錢袋子裡的碎銀子散落一地,一縷頭發輕飄飄落在上頭。
若非書生身後的長輩抱著他後退,此時斷的就該是他的脖子。
“你,你們!”書生指著眾差役,“你們這是要草菅人命!”
為首的差役冷冷瞧著他,眸中冰寒,“要麼現在就死,要麼賭這幾日病好活命,你們自己選擇。”
“若是想死,簡單的很,現在就上前來。”
臨山鎮的鎮民對視一眼,絕望的後退。
“回家吧,死家裡的宅子裡去,不喝藥了。”
於他們而言,鎮上的大夫和差役是一夥的,都是劊子手。
差役們望著鎮們散去,暗自舒了一口氣。
老實回去就行。
他們也沒多少人,若是鎮民們強行衝出來,他們還真不好攔。
到了第二日,沒喝藥的村民們挨不住,又死了幾個,他們的家人默默垂淚,卻不再將人抬到牌坊那焚燒。
而喝了藥的鎮民們,也死了三分之一。
鎮子的人出現了兩極分化。
一部分麻木著,絕望等死。
還有一部分暗中聯絡起來,預謀衝破柵欄關卡,逃出去謀一條生路。
“伸頭一刀縮頭一刀,左右都是個死,莫不如放手一搏,求一線生機。

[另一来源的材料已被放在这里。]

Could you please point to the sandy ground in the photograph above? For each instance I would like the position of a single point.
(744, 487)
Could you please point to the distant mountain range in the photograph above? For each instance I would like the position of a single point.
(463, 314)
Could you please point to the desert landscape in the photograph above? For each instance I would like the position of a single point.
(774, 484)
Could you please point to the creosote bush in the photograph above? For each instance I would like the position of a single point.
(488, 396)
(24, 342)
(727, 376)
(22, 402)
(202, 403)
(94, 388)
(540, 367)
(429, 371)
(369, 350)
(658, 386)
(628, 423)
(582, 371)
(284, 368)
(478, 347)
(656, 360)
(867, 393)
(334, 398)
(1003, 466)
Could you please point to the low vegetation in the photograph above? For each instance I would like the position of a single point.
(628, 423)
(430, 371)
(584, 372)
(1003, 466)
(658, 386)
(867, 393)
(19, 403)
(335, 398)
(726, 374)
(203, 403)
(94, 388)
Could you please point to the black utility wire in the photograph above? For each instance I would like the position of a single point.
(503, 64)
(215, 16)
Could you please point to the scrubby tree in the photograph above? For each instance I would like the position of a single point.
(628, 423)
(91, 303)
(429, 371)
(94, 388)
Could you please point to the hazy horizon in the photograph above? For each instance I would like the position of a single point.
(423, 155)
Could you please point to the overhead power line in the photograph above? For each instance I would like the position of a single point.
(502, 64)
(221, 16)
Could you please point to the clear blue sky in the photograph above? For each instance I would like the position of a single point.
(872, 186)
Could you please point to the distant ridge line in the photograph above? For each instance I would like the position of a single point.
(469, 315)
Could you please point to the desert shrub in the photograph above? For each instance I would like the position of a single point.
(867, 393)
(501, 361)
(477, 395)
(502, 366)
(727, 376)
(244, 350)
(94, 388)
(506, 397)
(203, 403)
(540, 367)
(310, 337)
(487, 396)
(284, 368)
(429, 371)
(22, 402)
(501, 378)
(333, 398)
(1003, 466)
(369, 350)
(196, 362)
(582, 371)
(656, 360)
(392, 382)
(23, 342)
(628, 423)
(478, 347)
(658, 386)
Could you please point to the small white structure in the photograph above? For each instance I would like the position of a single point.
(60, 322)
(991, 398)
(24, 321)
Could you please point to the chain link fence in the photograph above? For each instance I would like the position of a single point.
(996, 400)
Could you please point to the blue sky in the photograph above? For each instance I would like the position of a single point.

”
“對,劉公子說的極是,晚上衝關時,我跑第一個,就算衝不出去,也要拉一個墊背的!”
尚有餘力的鎮民們捏著手裡的菜刀,“若能跑出去,咱們跑去縣城吧,問問縣太爺到底是個什麼意思?”
“對,秦騁這個奸人,害死了我娘子與孩子,我要他賠命!”
他們隻想活下去,不想成為被犧牲的那個。
泥人也有血性!
......
子夜,萬籟俱靜,整個臨山鎮傳出絲絲縷縷的嗚咽聲,讓本就荒涼的鎮子越發瘮人。
輪值的差役守在牌坊前,打著哈欠,卻不敢睡。
一人打開水囊喝了一口,眼角餘光卻瞥見前頭似有光亮。
定睛一看,卻是一把把菜刀,在月光下泛著寒光。
差役全身陡然一激靈,瞬間清醒過來,大喊道,“快起來,快起來!”
差役們也知這趟差事不好乾,是以這幾日都沒睡熟,聞言紛紛爬起來。
眼見鎮民們拿著刀砍柵欄,暴吼道,“你們不要命了?”
“誰再砍,就砍誰的手!”
“來啊,砍啊,一起來砍!”
鎮民們心中怒火滔天,舉著菜刀胡亂砍著。
毫無章法,但勝在人多。
不一會兒,高大的柵欄在兩麵刀擊之下轟然倒塌。
敵眾我寡。
差役們提著刀,卻反而不敢上前。
隻能色厲內荏道,“速速回去,否則秦縣令必將治你們的罪!”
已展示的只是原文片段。